The 2023 headset is a see-through headset, and it’s the real technical challenge. There are almost certainly core technology problems that haven’t yet been solved as of today, and considerable schedule risk around those problems. It’s a stretch goal, based on untried technology, and there’s a good chance it will slip. But Apple will have staked its claim to the headset form factor with the 2022 headset, giving the 2023 team some room to nail the product without compromising the business priorities.
One more thing.
Apple is targeting both AR and VR
Apple is not building AR headsets. It’s building AR+VR headsets.
Both the 2022 and 2023 models will share the design goals of wide FOV and the ability to have synthetic content occlude (not just be occluded by) real-world content. The combination of these capabilities will make it easy to use the same hardware to render both AR (that is, partially world-occluding) and VR (that is, fully world-occluding) experiences.
We all need to stop thinking of AR and VR as opposed or even really fundamentally different technologies.
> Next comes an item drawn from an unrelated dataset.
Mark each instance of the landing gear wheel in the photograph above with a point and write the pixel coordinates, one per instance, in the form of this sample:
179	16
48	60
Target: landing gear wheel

They’re really just different display modalities that leverage mostly the same set of core capabilities. A sufficiently advanced AR headset subsumes the VR use case within it. Both Apple headsets are are designed to meet this goal.
Apple’s strategy: both, and.
So there you have it: Apple is pursuing a “both, and” strategy. Both pass-through and see-through, both AR and VR. I have no doubt they’re gonna crush it. I can’t wait.